HELPING PEOPLE BUY & SELL BUSINESSES

5 Must-Know Tips for Successfully Buying a Business in Orlando, FL

 

 

Did you realize there are over 27 million small businesses in the United States? For most people, owning a business is something they have dreamed of for a long time. Being your own boss puts you in the driver’s seat and allows you to take control of your financial destiny.

In some cases, a person will accomplish all of the goals they have set for their business and will want to start a new adventure. Luckily, there is a large portion of the population that has an interest in buying pre-existing businesses. If you are thinking of buying a business, you need to weigh a number of options before settling on a company to invest in.

Often times, a newcomer to the world of small business will get anxious when presented with a great investment opportunity. Being too eager can lead to you paying more for a business that may not be worth it.

Are you trying to buy a business and need a bit of guidance? If so, check out the following tips to make buying a business easier.

1. Doing Something You Love Won’t Feel Like Work

Before you start the search for a business to purchase, you need to think about what your passions are. Trying to invest in a business that performs a service or offers a product you aren’t passionate about is a recipe for disaster. The less you know about what a particular business does, the harder you will find it to run this company efficiently.

Ideally, you want to choose a business in an industry you are already familiar with. For instance, if you have experience doing electrical repairs on the side for years, buying a business that offers these services is a good idea.

Not only will this familiarity help you hit the ground running, it can also help you assess whether the business in question is worth the money. The worst mistake you can make when buying a business is settling on the first deal you find. Be sure to take the time to weigh all of your options before making this important decision.

2. Remember You Are Buying Assets Not the Business

Is the business you are trying to purchase classified as an LLC or a corporation? If so, you need to avoid buying stock in the company. Buying the assets the company in question has and starting your own company with them is a good idea.

The main reason to avoid buying stock in a company is that it will help you get better treatment from the IRS. The value of the assets you buy will be what you paid for them and not a stock price that was set many years ago.

Also, if the business owes money, they can be sued and you may be liable if you are a stockholder. Instead of getting caught up in these headaches, buy assets and not stocks.

3. Get a Look at the Sales and Payroll Taxes

Most people fail to realize how much work goes into vetting a business before purchase.

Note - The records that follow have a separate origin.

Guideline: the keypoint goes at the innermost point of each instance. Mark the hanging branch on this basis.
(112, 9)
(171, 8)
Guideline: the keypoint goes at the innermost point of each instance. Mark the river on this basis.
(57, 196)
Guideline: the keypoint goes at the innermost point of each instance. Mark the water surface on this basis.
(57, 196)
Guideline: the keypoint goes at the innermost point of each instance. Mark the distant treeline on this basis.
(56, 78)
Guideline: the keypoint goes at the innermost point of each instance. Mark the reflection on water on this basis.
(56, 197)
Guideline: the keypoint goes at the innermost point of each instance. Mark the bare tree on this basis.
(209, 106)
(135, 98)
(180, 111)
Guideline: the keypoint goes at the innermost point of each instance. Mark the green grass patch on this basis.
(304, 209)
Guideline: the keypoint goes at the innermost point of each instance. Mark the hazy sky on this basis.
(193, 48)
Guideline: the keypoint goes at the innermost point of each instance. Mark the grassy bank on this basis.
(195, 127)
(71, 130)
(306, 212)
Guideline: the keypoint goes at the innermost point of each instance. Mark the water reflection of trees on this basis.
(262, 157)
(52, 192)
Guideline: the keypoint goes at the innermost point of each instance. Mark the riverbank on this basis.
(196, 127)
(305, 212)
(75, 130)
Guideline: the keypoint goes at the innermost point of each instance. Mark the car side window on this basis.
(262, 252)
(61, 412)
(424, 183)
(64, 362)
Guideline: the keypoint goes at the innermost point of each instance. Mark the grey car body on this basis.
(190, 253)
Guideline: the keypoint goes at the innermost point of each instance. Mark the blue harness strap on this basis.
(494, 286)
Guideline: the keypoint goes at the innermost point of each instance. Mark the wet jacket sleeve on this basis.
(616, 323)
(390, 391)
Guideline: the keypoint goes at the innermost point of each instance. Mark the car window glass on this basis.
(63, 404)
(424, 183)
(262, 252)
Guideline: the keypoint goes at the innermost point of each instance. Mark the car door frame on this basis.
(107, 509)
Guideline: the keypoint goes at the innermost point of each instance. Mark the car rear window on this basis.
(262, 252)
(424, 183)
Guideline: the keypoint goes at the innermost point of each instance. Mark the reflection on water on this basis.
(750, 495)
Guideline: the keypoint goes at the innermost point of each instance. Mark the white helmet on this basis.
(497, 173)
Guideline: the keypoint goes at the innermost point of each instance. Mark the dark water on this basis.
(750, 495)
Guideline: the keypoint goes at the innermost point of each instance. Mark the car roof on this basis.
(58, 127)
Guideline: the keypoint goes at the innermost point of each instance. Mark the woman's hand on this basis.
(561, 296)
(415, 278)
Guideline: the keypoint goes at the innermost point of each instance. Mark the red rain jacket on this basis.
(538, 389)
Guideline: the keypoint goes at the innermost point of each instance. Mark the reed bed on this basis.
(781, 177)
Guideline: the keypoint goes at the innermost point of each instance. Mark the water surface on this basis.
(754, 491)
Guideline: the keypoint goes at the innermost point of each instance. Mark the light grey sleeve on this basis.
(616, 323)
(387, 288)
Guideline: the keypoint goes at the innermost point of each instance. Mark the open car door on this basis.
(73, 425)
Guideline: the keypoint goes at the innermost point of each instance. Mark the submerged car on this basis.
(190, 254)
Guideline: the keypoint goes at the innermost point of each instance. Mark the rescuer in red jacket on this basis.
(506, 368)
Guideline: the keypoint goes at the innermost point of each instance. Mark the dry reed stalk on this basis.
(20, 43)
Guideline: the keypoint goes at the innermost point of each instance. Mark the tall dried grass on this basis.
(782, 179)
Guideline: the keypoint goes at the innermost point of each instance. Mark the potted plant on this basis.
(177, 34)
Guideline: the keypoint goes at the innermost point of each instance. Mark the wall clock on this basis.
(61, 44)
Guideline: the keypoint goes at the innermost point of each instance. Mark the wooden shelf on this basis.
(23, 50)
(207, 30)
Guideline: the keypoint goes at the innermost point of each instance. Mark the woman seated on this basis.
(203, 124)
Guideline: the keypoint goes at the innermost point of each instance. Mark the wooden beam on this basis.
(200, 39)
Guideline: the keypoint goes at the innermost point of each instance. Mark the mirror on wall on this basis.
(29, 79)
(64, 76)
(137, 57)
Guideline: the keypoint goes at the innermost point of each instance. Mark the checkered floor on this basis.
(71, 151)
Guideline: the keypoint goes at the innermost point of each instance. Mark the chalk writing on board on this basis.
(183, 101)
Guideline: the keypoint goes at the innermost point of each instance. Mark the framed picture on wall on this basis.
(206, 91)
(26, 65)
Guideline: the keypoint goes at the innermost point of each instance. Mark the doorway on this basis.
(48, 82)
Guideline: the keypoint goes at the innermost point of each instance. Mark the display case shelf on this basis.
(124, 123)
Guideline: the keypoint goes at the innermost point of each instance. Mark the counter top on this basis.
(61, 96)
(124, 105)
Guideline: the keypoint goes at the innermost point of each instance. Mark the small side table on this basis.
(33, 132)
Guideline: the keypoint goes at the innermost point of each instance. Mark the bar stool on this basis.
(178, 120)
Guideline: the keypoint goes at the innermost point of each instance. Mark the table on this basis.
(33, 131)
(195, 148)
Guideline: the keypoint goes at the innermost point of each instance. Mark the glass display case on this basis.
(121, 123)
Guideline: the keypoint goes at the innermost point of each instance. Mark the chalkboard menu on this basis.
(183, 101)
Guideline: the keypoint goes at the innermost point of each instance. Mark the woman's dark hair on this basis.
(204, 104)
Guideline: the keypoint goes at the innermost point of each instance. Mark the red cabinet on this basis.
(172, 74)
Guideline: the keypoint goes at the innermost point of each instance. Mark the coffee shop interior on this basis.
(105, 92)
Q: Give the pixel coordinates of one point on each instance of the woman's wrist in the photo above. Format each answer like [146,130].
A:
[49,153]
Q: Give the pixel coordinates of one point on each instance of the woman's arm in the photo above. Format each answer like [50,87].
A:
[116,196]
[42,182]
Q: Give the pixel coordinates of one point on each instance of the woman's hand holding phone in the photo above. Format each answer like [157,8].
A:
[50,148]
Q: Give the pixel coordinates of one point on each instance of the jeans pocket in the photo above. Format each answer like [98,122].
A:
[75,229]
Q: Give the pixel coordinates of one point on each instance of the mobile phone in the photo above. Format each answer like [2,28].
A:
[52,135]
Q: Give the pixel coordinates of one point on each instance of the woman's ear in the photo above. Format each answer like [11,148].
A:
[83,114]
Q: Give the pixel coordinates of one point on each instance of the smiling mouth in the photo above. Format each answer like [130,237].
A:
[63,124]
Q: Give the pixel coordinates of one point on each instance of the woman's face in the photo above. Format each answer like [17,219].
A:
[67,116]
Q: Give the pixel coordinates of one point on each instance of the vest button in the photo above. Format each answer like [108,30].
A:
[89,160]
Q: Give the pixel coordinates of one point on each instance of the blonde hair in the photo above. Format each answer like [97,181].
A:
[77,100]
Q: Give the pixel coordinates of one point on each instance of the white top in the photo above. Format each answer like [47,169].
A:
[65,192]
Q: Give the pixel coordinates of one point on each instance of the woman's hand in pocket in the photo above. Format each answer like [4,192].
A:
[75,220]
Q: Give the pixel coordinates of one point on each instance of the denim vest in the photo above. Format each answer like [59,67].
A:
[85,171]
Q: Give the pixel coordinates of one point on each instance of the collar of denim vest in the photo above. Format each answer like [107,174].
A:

If you do not cover all of the bases before making this purchase, it could come back to haunt you. During the initial conversations with a business owner, be sure they know how adamant you are about viewing the sales and payroll taxes they have paid.

Even if all you buy is a company’s assets, you could be held liable for any overdue or unpaid sales and payroll taxes. Often times, a business owner will use a payroll service to keep up with these taxes.

This means they should have no problem producing the documentation you are after. If the business owner seems evasive when pressed for this information, you may need to avoid buying their company. The last thing you want is to be in the hole due to large tax bills from the previous owner.

4. Can You Assume the Seller’s Lease?

Businesses who specialize in selling goods to the general public can make a lot of money. If you are looking at buying a retail-based business with a brick and mortar location, assuming their existing lease is important. Consumers are creatures of habit, which means they get used to a business being in a certain location.

Buying a successful retail business and moving to a new location can be problematic. This is why talking with the current owner to see about the possibility of assuming their existing lease is crucial.

You need to find out how long a business has left on their existing lease and whether or not the existing landlord is willing to play ball. Ironing out all of these details beforehand can make the business buying process less stressful.

5. Buying a Business Requires a Letter of Intent

You have probably heard the term “letter of intent” thrown around, but you may be unsure about its meaning. A letter of intent is a document that spells out vital terms and conditions of a sale. This document will include everything from the purchase price to a list of the assets being sold.

These documents are considered non-binding, but you will still need to invest time in drafting your letter of intent. Often times, this document is used as a guideline by lawyers when drafting legally binding documents for the sale of a business.

With a letter of intent in place, you can avoid negotiating the terms of the purchase and the drafting of legally binding paperwork at the same time.

Don’t Take on This Process Alone

As you clearly see, buying a business can be a very complicated process. This is why working with professionals in both the legal and real estate industries is a good idea.